How Facebook Got My Butt in Gear
Everyone talks about what a waste of time Facebook is. As a new addict, I have been sheepishly agreeing, as I consider the time I’ve spent ogling beautiful photos of New England foliage, or signing petitions about the latest political outrage.
But as I really think about it, I’m less sure it’s such a waste.
A few days ago, I came upon a wonderful clip from the movie, Girl Rising, that showed young girls getting ready to go to school all over the world. It was so uplifting, so lovely and modest, but at the same time, so important, I was in tears. I vowed to watch it every morning for a month, just to see where all that emotion could go, and how I could put it to good use.
Let’s be clear: I am a privileged middle-aged woman with an education, whose family is loving and stable, whose health is good. I am beyond fortunate, and am very grateful. So I see myself at one end of the female spectrum, being able to help women at the other end. Figuring out what form that help should take is a little more involved.

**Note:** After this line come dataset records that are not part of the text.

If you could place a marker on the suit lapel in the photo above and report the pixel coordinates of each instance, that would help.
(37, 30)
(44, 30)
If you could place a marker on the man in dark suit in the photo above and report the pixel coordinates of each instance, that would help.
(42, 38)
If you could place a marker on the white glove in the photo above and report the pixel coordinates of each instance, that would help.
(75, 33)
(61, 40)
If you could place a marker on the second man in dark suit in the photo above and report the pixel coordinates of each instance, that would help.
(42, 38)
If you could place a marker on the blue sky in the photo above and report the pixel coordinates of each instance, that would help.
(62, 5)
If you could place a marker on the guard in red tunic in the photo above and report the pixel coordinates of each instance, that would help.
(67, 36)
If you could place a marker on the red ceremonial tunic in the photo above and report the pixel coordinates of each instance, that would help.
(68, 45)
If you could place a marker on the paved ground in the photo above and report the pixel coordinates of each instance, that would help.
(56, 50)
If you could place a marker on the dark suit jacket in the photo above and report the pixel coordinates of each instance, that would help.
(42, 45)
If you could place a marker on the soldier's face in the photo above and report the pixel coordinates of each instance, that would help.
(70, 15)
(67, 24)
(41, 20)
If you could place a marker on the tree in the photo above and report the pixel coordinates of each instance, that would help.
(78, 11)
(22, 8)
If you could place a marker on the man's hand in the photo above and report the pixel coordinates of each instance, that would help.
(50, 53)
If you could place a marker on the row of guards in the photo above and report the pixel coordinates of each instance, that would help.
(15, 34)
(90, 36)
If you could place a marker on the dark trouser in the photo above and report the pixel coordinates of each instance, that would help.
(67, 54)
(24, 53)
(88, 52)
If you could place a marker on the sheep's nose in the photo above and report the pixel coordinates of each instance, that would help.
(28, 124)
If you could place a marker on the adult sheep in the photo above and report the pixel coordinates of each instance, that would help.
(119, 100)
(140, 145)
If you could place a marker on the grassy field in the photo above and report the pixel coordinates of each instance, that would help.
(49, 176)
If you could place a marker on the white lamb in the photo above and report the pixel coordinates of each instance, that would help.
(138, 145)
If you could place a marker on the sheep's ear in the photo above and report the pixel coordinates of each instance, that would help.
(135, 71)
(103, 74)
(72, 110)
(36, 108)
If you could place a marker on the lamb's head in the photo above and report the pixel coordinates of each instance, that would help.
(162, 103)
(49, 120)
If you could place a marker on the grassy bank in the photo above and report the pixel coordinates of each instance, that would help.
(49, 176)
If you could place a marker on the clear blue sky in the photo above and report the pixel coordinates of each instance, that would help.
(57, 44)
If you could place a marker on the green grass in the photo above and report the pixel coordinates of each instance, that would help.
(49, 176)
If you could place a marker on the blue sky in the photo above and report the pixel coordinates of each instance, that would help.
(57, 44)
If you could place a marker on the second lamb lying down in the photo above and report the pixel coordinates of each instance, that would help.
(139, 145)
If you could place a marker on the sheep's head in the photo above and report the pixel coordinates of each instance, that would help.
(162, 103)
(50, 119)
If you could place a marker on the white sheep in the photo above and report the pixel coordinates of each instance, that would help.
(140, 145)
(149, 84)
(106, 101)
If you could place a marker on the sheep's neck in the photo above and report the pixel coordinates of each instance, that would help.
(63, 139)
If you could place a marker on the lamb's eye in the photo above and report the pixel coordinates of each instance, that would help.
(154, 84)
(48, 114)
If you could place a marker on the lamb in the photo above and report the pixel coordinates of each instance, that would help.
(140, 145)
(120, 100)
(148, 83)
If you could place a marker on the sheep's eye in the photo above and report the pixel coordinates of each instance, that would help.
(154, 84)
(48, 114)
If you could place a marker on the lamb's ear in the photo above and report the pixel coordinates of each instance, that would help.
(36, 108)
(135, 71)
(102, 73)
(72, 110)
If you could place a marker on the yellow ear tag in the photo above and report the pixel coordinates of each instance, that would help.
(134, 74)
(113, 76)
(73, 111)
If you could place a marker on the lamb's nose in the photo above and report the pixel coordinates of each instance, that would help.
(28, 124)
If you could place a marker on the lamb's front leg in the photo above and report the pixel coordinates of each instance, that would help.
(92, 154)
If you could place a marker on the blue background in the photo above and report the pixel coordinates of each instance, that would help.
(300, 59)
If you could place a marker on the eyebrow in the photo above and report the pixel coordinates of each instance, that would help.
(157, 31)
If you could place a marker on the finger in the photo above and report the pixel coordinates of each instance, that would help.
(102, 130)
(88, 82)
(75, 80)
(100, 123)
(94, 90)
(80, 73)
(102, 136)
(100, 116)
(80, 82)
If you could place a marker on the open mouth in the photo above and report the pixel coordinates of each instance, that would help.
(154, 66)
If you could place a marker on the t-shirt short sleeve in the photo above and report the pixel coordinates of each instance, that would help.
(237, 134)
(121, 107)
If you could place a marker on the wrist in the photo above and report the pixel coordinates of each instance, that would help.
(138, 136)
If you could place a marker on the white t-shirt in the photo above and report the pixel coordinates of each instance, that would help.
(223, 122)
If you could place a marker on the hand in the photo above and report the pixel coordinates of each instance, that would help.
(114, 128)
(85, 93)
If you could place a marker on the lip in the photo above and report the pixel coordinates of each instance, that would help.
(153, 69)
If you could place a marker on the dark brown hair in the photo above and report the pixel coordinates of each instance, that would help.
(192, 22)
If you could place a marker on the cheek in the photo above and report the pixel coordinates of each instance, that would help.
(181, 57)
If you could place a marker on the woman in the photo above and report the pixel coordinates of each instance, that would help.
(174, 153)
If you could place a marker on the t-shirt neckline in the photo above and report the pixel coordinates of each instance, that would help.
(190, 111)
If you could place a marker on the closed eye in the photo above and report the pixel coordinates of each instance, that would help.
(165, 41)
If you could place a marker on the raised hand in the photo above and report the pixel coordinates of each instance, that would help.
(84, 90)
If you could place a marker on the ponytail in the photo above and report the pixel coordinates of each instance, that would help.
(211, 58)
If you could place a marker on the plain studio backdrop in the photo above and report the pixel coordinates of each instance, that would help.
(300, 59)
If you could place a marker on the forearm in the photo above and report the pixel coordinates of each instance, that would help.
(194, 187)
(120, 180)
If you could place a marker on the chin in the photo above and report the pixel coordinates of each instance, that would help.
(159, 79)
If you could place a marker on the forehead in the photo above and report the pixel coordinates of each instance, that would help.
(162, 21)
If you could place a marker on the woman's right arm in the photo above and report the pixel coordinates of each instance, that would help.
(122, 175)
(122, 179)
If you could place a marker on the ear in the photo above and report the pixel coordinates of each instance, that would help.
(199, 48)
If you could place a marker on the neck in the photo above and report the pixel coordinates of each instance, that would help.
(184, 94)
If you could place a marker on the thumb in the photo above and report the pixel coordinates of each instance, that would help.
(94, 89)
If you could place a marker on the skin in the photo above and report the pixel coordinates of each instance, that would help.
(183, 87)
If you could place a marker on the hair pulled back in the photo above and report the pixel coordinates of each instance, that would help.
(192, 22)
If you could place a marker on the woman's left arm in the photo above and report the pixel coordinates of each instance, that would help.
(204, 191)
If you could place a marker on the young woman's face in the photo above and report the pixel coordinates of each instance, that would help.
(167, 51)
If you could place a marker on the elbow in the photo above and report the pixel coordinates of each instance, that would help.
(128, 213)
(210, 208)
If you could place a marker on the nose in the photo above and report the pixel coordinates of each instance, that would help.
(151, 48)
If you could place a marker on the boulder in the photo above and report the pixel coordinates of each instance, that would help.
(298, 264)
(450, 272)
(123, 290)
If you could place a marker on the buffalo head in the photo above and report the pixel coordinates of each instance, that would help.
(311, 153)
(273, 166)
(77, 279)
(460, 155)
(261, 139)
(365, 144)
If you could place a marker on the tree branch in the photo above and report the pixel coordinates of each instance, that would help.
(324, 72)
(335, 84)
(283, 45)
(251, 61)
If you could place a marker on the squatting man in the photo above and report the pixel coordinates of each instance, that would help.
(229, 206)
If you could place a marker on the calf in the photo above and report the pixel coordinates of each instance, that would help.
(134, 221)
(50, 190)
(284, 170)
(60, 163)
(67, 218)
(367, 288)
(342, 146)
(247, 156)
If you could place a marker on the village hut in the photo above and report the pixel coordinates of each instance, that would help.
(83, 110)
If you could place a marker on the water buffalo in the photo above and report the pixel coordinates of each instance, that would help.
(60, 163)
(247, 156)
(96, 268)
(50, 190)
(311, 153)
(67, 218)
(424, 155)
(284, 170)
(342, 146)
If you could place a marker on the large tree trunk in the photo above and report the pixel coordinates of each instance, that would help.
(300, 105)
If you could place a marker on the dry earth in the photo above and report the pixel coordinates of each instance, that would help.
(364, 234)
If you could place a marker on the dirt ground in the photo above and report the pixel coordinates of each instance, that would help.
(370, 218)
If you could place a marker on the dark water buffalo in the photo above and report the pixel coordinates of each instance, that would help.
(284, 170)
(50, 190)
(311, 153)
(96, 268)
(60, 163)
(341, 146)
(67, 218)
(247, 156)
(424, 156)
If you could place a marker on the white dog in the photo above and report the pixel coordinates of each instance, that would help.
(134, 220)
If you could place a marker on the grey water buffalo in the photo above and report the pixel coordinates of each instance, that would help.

Facebook and the Internet inundate you with good causes. It doesn’t take long to feel overwhelmed. Or that whatever you contribute will go toward running another incendiary ad or sending you address labels as a “guilt gift” to get you to send in more money.
That is why developing a personal mission statement can be very useful. Does this sound too anal-retentive? If you write a good one, it will help you sort through requests for your time and money, work opportunities, even hobbies. You will not be forever running around willy-nilly.
That very moving one and a half minute segment of film is helping me coalesce such a statement.
Here’s the other part. After a lot of soul searching, I’ve discovered that what I really want to get done while visiting this planet is to write. Fiction, mostly. As someone raised (albeit gently) in a do-gooder family, in earnest, hippie states and cultures (Vermont in the 60’s, Berkeley in the 70’s; you’ll have to trust me regarding the former) it took me a long time to come to grips with wanting to do something so, well, frivolous.
For some reason, I always separated Service to Humanity from Art.
I know some of you will be taking to your beds with cold compresses and/or bottles of gin after discovering how truly dippy your little friend has turned out to be. I mean, really: isn’t To Kill A Mockingbird a service? Or The Grapes of Wrath? Of course they are. Perhaps, on a more subtle level, so are the Stephanie Plum murder mysteries by Janet Evanovich. But I suspect my talents and proclivities are more in the Evanovich than in the Lee or Steinbeck camps.
Funny thing is, I’m writing a novel about a woman who’s been in a mental hospital for 20 years. Because of defunding, she’s being let out and must figure out the world. The woman’s name is Maria.
My saintly readers have just given me comments to the effect that what I thought was a pretty smokin’ second or third draft, is, in fact, a terrific first draft. And part of what I now have to do is to clarify what Maria (who is all over the map about all sorts of things) wants. She is not just there to be entertaining and kooky. This last bit they were too polite to say. I discovered it all by myself.
Seeing the clip from Girl Rising reminded me to take Maria more seriously. Perhaps writing fiction and helping don’t have to be at odds.